Thursday, March 1, 2012

To love or to not to.


"Any intelligent fool can make things bigger and more complex... It takes a touch of genius --- and a lot of courage to move in the opposite direction." - Albert Einstein

If Noah Webster could browse the blogosphere today, the tubes in his thought machine would have probably suggested him to erase words, whose meanings have been thoroughly abused by the folks who sound English when their lips move and the fingers press. And probably, he would have had to stress himself to love love. Infinite reams of paper later, thousands of routers away, cultures which have heard of others only through the idiot speak, love is still spoken by all, understood by none.
Neither am I going to try to define love,even if you let me do it. Yet, love to me is belief. A belief which transcends the boundaries of logic and rationality, a belief more powerful than the mersmising words which teach you love. And belief in a human is a curve which wants to hug the ground every passing day.
I am a cricket fan. Long ago, when the only thoughts that disturbed the dance of cricket in my mind was the stick of my Hindi maam, when girls were “other” students in class, I loved cricket.

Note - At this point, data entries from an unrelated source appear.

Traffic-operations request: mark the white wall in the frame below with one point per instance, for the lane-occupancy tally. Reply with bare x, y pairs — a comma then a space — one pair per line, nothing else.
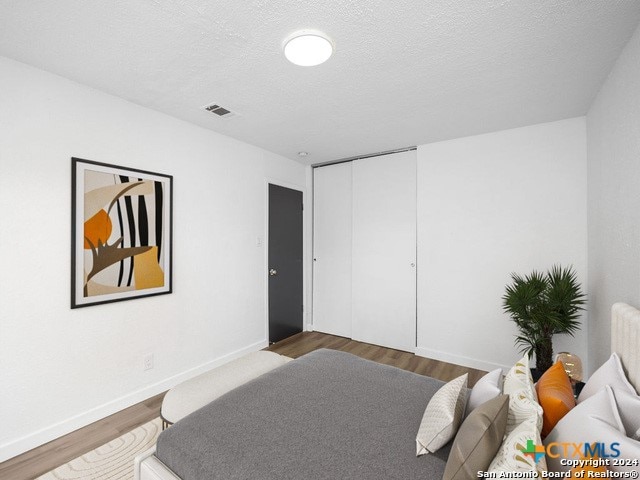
613, 133
63, 368
489, 205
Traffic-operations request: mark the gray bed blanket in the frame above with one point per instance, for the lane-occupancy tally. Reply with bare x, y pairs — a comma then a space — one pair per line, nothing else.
326, 415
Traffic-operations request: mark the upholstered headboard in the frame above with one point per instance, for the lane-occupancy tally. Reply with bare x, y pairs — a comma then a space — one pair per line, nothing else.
625, 339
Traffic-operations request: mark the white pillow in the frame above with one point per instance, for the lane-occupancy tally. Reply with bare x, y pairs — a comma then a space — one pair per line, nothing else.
610, 373
510, 456
629, 410
594, 420
519, 377
485, 389
442, 417
523, 401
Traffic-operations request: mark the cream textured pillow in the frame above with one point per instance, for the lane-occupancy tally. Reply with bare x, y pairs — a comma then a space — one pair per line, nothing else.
523, 401
442, 416
510, 456
629, 410
485, 389
610, 373
478, 440
594, 420
519, 377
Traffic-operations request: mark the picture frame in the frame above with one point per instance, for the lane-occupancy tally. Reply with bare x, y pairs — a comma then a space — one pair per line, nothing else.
121, 233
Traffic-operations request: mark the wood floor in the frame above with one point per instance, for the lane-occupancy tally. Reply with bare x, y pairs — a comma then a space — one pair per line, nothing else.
306, 342
58, 452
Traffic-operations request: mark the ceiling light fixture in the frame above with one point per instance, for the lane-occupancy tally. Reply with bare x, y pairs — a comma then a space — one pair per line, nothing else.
307, 48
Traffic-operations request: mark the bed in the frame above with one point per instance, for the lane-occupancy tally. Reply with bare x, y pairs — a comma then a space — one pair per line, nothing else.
328, 414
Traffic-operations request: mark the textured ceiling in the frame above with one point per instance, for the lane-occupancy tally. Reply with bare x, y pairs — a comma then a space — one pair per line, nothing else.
404, 72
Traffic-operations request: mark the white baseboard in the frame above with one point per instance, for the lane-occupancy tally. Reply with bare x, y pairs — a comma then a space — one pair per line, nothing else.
460, 360
57, 430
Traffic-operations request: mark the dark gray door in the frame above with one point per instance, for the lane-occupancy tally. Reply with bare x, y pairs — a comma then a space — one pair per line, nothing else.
285, 262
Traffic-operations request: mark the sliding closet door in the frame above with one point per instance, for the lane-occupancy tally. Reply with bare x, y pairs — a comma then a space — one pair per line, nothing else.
332, 249
384, 250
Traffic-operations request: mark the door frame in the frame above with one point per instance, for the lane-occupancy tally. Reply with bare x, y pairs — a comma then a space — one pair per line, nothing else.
306, 302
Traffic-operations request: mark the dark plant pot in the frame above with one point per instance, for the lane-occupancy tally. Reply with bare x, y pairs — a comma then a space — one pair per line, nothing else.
536, 374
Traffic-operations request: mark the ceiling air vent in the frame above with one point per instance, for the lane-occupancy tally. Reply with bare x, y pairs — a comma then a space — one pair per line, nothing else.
218, 110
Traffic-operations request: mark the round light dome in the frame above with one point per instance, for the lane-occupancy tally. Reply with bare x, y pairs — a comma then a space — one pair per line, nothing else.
307, 48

Back then, when I didnt know what was form or class, I believed Srinath would hit a century every match. I loved Sachin off course, but that was not due to the majestic cover drive or the other worldly pulls. A reason for which I did not know the answer.Never, felt why I had to justify why i loved Sachin.

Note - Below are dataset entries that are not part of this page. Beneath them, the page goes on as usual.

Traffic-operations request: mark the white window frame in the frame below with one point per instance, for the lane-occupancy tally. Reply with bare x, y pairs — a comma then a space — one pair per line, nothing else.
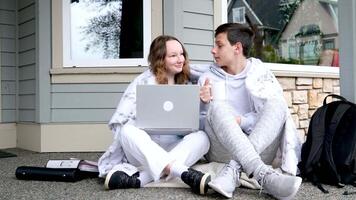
122, 62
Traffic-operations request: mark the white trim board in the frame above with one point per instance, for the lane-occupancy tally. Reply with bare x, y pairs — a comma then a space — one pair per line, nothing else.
7, 135
64, 137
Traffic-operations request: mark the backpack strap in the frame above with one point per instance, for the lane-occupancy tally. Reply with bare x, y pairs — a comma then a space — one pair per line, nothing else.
317, 138
334, 96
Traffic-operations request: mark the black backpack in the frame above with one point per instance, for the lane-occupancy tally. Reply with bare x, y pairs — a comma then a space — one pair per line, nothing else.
329, 153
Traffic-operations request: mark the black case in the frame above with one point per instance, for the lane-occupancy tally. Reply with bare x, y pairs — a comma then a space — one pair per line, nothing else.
48, 174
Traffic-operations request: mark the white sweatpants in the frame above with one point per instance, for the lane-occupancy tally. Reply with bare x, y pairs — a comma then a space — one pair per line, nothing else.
155, 152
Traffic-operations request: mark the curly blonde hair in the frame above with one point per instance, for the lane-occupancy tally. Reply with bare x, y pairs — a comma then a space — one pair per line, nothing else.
156, 59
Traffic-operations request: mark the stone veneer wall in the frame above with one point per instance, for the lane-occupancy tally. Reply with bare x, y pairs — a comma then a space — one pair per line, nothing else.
305, 95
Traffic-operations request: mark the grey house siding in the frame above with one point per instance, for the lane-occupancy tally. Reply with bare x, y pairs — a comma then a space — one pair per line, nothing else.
85, 102
8, 60
190, 21
193, 23
26, 60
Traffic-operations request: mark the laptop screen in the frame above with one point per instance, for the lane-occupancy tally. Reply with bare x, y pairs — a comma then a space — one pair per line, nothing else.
164, 107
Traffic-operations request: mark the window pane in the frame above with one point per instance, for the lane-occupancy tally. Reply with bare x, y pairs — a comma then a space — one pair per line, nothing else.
106, 29
292, 31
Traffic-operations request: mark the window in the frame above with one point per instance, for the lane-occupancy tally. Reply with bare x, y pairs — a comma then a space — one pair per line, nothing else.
239, 15
106, 33
285, 34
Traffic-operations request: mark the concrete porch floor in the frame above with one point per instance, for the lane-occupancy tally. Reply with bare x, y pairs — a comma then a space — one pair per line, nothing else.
12, 188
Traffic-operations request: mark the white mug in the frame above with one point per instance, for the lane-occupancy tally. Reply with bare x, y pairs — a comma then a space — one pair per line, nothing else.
218, 91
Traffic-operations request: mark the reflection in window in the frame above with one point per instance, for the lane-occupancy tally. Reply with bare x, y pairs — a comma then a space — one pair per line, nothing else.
100, 27
239, 14
284, 34
95, 29
105, 32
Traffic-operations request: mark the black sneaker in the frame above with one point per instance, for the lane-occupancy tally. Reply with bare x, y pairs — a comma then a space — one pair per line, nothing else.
196, 180
120, 180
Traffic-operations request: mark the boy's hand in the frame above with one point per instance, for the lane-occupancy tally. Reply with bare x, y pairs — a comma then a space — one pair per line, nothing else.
205, 92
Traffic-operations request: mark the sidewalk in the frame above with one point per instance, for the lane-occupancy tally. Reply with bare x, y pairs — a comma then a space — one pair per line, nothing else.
11, 188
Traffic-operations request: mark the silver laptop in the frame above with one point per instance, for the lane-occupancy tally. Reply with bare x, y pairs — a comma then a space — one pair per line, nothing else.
167, 109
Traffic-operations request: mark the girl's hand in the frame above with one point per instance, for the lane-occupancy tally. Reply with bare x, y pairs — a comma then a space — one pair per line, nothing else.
205, 92
238, 120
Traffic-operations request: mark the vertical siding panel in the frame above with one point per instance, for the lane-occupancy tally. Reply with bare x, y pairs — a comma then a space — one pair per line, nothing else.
7, 61
26, 60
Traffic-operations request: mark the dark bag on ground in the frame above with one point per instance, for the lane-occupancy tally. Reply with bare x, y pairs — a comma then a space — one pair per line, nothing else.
52, 174
329, 153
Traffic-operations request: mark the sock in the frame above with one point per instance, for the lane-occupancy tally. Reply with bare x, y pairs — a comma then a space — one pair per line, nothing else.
177, 170
145, 177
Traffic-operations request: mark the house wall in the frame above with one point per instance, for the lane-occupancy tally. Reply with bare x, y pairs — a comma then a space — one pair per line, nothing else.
26, 25
304, 95
96, 102
193, 23
316, 15
8, 73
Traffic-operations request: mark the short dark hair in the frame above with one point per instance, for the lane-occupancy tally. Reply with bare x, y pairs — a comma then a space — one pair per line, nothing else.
236, 32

Sometimes, when we are drowning in the sea of pessimism, which we so easily mistake it to be the river of statistics, logic and common sense, to see the day is refreshing. Makes you feel, there is life outside the sea too, where you can mistakes and still live. One such day was 72 hours ago. Down under, dusted, obituaries written, the bodies of the once revered Indian superstars were waiting to be recieved in the Indira Gandhi National airport New Delhi. To say,they rose like the phoenix from the ashes would be cliched. It was something else. I had to bribe myself to believe that this was the same team which was so pathetic.
While, the logicians and experts will formulate a theory to confine the Indian victory to their words, I am happy to believe. Love, i thought is similar. It was as simple as the game played on Hobart soil. Sometimes, its good to grow young. Throw a tantrum. Love someone. Tell her the same. Its a new sun that rises everyday. Forget the dark moon which engulfed you yesterday night.
To live, you have to love, to beleive.